Let’s face it: setup isn’t considered cool. It isn’t a career promoter, it doesn’t have everyone wanting to learn it, it’s viewed as an afterthought on most projects, yet it is as complicated as any other area of technology we deal with in our day-to-day jobs (especially when you consider application removal, servicing, upgrades, resiliency, and all the other aspects of getting setup done right). Given the available tools to mask the complexities and the fact that setup/deployment touches on every other technology we employ (.NET/GAC, Java, COM, One-Click, VC runtimes, shell & browser extensions, IIS, SQL, etc.) I would call it more complex, and less well taught/documented, than even COM in all its ugly glory.
In this blog, I will supply comments, thoughts, examples, gripes, complaints, and anything else that comes to mind to help uncover the world of deployment and servicing on Windows® platforms. I’ll also contribute some thoughts applicable to *NIX systems from time to time as well. (Linux and similar systems have suffered from their own version of DLL Hell as well.) I intend to cover everything from how to write reliable resilient setup packages to validation, custom actions, and build systems (since every “setup developer” at some point either was or will become a “build engineer” as well). I will give credit to others who have written much of this already, and build more on what they have done in a few cases.
To introduce myself, I am a software engineer with about 20 years experience, the last 6 at Microsoft (2003-2009).

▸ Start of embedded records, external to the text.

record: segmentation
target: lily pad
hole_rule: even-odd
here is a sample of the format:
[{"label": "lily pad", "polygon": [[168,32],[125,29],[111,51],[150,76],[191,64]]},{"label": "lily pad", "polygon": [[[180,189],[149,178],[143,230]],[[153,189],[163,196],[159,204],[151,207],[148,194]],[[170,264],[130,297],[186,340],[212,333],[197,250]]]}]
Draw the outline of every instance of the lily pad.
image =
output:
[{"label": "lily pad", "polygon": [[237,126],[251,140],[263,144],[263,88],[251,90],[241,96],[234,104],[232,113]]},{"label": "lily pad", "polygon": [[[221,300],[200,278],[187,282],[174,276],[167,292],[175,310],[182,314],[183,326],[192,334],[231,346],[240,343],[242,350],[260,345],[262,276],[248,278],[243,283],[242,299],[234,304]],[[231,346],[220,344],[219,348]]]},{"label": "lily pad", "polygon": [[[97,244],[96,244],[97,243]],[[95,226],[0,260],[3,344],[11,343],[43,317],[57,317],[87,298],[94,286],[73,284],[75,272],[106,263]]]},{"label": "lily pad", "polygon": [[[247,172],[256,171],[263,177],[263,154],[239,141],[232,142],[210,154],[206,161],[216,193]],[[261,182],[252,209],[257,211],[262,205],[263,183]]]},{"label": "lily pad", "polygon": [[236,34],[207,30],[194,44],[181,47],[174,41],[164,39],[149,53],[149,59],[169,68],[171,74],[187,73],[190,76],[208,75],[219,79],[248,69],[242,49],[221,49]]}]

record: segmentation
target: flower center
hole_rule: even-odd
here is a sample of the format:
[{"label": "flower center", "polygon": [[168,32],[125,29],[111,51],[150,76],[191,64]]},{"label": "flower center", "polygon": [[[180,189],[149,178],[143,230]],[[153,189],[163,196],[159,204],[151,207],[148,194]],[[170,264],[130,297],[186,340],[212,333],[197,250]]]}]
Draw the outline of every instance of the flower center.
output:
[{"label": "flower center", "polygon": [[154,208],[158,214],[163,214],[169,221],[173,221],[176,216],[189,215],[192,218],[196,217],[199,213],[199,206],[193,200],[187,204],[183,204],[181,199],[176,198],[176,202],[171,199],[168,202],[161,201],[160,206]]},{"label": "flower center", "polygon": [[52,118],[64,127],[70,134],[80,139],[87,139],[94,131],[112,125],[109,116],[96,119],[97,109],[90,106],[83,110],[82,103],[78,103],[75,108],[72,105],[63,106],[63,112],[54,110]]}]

During that time, I have worked on and with everything from VAX, various vendor implementations of Unix, MSDOS 2.x, and Mac OS 6 to recent builds of Ubuntu, netBSD and Windows 7. I have crossed over between primary development platforms 5 times, learned an alphabet soup of technologies and paradigms, and been exposed to most (if not all) of the trends in computer programming in the past 3 decades (yes, I messed around with programming 10 years before my first ongoing job in it). And now, I am starting a firm to focus on Windows® deployment/servicing consulting and to provide paid support services for the WiX toolset. I will also supply utilities and extensions that will make your builds easier and/or more productive.
If I may start with one word of advice, it is that you must be very deliberate with your deployment testing, since it is easy to produce a setup package you can’t fix after you release. For you setup developers, that means you should never run a setup package you have built on your primary dev box until it has been fully tested on some other system (think virtual).
In conclusion, if you have found yourself in the position of being the designated setup developer, look here and I will steer you in the direction of easier-to-understand tutorials and other resources to teach you this area. Watch this space, and I’ll do my best to make this as fun as possible.
Since many of us spend approximately half of our waking hours at work (some of us much more than that), and since all work and no play makes for a very dull life, I will also do my best to make this learning adventure as fun as I can.